The paper tackles the problem of evaluating model-specific quality estimation for machine translation by proposing an unsupervised approach called kNN-QE that uses k-nearest neighbors from training data, and introduces an automatic evaluation method using reference-based metrics like MetricX-23 as a gold standard, concluding it is sufficient for the task.
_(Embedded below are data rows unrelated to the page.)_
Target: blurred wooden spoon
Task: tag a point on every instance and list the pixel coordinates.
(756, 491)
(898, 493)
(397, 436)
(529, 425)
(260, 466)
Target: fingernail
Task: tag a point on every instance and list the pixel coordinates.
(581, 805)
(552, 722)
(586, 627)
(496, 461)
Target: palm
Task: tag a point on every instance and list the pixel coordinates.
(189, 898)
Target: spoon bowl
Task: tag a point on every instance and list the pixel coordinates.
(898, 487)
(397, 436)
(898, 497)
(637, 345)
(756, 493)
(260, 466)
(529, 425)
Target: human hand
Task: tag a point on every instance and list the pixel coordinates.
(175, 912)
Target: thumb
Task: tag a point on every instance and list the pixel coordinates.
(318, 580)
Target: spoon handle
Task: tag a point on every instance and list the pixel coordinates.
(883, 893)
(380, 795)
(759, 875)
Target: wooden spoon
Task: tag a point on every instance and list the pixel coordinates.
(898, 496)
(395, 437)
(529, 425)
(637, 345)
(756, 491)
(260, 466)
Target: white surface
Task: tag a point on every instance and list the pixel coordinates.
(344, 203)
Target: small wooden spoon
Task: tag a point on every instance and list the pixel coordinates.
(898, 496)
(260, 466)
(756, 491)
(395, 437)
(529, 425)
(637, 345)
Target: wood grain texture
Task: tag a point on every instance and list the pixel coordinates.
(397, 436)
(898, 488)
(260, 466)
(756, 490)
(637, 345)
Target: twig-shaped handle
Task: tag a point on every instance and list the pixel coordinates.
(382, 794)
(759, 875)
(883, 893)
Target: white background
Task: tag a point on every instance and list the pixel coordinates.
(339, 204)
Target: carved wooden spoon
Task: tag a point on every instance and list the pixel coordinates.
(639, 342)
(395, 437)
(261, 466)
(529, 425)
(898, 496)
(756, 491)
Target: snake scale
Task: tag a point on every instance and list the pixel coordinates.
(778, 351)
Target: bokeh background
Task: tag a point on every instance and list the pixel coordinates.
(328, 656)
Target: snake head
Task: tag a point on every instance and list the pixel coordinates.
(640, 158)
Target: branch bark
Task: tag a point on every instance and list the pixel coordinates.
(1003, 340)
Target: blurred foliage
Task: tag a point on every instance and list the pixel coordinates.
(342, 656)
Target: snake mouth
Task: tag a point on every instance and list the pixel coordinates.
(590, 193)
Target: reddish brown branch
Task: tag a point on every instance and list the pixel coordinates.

Providing quality scores along with Machine Translation (MT) output, so-called reference-free Quality Estimation (QE), is crucial to inform users about the reliability of the translation. We propose a model-specific, unsupervised QE approach, termed $k$NN-QE, that extracts information from the MT model's training data using $k$-nearest neighbors. Measuring the performance of model-specific QE is not straightforward, since they provide quality scores on their own MT output, thus cannot be evaluated using benchmark QE test sets containing human quality scores on premade MT output. Therefore, we propose an automatic evaluation method that uses quality scores from reference-based metrics as gold standard instead of human-generated ones. We are the first to conduct detailed analyses and conclude that this automatic method is sufficient, and the reference-based MetricX-23 is best for the task.